À la dernière page du dernier carnet qu'elle rédige, sainte Thérèse de l'Enfant-Jésus fait une remarque qui ne doit pas passer inaperçue. Cette remarque est d'autant plus précieuse que sœur Thérèse, à bout de forces, la puise dans le tréfonds de son énergie. Elle vient de dire qu'elle demande à Jésus de l'attirer dans son amour comme la limaille de fer est attirée par l'aimant. Puis méditant l'Évangile de Marthe et Marie, elle admire l'attitude de Marie aux pieds du Seigneur qui "écoute sa parole douce et enflammée".
Thérèse note : "(Cela), tous les saints l'ont compris et plus particulièrement peut-être ceux qui remplirent l'univers de l'illumination de la doctrine évangélique. N'est-ce point dans l'oraison que les saints Paul, Augustin, Jean de la Croix, Thomas d'Aquin, François, Dominique et tant d'autres illustres amis de Dieu, ont puisé cette science divine qui ravit les plus grands génies ?". C'est la prière qui leur a permis de faire de grandes choses.
La clé de la réussite de grands projets est…
"Le Tout-Puissant a donné pour point d'appui : lui-même et lui seul, souligne sainte Thérèse de Lisieux. Pour levier, il a donné l'oraison, qui embrase d'amour. Et c'est ainsi qu'on peut soulever le monde. C'est ainsi que les saints encore militants le soulèvent et que jusqu'à la fin du monde les saints à venir le soulèveront aussi".
Mais comment réaliser ces grands projets ? Sainte Thérèse donne la clé de la réussite : il faut s'appuyer sur l'oraison ! Autrement dit, plus vous voulez en faire, plus vous devez plonger dans ce qui vous donnera l'impression de ne rien faire : prier. Plus vous voulez agir, plus vous devez vous reposer en Dieu. Plus vous êtes pressés, plus il est urgent de prendre du temps avec le Seigneur.

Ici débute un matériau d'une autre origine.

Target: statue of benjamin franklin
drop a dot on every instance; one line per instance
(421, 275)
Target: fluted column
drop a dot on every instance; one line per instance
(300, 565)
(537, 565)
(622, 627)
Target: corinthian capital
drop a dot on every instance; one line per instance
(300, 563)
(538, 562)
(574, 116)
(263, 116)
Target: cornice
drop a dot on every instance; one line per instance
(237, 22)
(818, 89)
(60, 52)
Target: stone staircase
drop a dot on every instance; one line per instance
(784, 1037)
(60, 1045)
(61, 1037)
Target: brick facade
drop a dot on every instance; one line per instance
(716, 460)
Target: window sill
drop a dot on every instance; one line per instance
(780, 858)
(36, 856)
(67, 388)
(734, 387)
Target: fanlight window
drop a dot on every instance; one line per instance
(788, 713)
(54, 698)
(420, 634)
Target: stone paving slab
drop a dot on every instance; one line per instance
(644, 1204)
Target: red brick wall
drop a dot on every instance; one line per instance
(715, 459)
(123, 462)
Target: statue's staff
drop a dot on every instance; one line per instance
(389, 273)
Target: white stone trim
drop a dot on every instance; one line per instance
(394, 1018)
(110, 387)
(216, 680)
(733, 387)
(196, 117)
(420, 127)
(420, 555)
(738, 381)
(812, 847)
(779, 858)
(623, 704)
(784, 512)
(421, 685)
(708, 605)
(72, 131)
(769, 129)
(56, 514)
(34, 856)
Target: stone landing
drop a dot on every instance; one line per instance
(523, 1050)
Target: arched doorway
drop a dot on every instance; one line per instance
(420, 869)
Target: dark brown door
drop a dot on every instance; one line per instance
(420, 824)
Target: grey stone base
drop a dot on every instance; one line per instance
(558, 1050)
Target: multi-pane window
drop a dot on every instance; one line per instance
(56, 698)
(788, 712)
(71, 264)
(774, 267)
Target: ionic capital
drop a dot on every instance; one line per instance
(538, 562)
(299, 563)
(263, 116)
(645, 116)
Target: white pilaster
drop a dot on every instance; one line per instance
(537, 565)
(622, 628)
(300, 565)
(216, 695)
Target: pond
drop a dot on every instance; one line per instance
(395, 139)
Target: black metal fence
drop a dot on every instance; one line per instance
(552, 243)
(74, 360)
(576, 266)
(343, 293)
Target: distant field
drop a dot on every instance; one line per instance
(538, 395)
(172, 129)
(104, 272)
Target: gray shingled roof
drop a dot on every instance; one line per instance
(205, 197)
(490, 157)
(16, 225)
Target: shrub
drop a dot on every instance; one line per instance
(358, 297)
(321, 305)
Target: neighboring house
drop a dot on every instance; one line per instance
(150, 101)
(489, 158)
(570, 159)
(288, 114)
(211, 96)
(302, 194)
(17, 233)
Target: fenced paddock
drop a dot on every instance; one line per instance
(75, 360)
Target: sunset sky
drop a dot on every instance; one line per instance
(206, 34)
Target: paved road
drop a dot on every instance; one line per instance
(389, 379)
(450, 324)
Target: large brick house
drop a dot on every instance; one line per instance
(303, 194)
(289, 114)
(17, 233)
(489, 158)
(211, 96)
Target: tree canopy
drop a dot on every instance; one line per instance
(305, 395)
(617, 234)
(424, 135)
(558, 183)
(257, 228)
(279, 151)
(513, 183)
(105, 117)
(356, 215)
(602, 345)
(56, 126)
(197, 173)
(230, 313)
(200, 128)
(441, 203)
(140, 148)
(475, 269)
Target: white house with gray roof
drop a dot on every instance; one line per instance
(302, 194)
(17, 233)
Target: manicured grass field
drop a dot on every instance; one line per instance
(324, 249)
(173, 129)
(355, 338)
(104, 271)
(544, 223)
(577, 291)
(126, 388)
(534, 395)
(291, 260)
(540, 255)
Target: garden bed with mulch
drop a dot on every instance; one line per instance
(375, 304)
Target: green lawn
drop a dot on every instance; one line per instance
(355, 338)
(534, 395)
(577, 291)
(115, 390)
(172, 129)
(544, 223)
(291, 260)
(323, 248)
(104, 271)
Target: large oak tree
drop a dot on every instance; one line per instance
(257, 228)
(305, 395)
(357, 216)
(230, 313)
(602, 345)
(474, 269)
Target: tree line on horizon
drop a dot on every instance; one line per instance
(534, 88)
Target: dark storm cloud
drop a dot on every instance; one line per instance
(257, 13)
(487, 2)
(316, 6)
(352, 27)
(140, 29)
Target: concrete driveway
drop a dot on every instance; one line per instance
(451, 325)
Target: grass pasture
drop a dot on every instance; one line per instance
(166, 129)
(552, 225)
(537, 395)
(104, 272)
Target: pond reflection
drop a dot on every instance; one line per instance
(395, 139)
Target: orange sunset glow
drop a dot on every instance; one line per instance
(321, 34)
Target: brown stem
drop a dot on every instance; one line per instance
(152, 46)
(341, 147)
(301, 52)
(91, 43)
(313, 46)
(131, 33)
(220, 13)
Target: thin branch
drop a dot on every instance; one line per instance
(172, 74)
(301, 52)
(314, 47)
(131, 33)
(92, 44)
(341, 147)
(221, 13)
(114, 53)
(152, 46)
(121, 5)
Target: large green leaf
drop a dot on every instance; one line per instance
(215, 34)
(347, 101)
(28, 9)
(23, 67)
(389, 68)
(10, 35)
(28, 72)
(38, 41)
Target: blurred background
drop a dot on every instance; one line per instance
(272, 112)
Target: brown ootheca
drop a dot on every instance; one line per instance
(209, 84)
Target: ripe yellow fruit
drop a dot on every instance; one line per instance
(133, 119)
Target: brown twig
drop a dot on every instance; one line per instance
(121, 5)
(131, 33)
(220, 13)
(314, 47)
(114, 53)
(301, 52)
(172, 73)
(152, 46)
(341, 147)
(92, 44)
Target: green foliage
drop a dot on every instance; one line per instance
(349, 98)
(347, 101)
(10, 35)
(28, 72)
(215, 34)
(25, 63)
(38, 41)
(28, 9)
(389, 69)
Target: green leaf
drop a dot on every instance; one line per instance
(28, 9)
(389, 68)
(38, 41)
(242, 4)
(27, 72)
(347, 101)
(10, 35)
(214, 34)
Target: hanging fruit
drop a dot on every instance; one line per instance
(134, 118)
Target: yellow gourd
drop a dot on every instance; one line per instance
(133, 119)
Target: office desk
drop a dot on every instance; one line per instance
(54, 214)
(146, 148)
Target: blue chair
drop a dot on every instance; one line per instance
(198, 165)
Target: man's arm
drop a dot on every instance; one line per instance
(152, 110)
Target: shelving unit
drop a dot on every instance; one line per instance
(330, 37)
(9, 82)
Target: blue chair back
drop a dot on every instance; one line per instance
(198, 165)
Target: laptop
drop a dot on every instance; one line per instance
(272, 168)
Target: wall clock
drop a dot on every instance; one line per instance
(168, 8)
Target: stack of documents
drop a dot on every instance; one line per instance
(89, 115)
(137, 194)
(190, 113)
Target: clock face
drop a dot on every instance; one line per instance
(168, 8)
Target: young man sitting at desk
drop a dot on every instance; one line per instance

La ferveur donne à l'oraison sa saveur
Mais attention à ne pas oublier de prier avec la ferveur ! Celui qui met de la ferveur dans sa prière, outre le bonheur qu'il a à passer ainsi un moment avec "celui qui nous aime", expérimente que sans lui il ne peut rien faire, car il puise en lui sa force. Il apprend, dans le silence, qu'il est inutile de courir le monde ou de bâtir de grands projets, s'il n'a pas pris d'abord le temps de s'en remettre à celui sans qui rien n'est possible.
Bien souvent, ce qui manque à ceux qui se lancent dans de grands projets, c'est la ferveur dans la prière et la persévérance dans l'action. Car la ferveur donne à la prière cette intensité sans laquelle elle risque de devenir obligation sans goût, routine sans âme, ou pire, temps mort. La ferveur donne du cœur à la prière. Elle fait de la prière une respiration indispensable, un acte de foi, un moment de bonheur. Sans elle, il y a un fort risque d'abandonner l'oraison car personne n'aime s'embêter en priant, personne ne souhaite perdre son temps. La ferveur est l'un des visages de l'amour que nous avons pour le Seigneur. C'est elle qui nous pousse à aller le contempler dans l'oraison, à l'adorer et à nous en remettre à lui, pour qu'il nous montre sa volonté.
Dans l'oraison se mûrissent les grandes idées
Dans l’oraison se puise le courage d'aller au-devant des dangers et d'affronter l'avenir, toujours incertain. Sainte Thérèse voulait changer le monde, et elle y a réussi mieux que d'autres. Elle n'a pas fait de grands discours sur la nécessité de changer les structures. Elle n'a pas réuni de commission pour envisager ce qu'on ferait si on faisait quelque chose. Elle a plongé dans le cœur du Seigneur, au plus profond. Elle a répondu à son amour. Elle l'a aimé. Dans les petites choses de la vie quotidienne qui était la sienne, elle y a mis tout son amour, cet amour dont elle puisait la force dans l'oraison. Elle a mis une égale ferveur à prier le Seigneur et à aimer ses sœurs.
Voilà la route qu'elle nous montre. Il ne faut pas la quitter. À rouler trop vite, on risque de manquer le carrefour et de perdre sa vie sans avoir réalisé les rêves de sa jeunesse. Une chose à demander au Seigneur : la ferveur dans la prière. Le reste est donné par surcroît.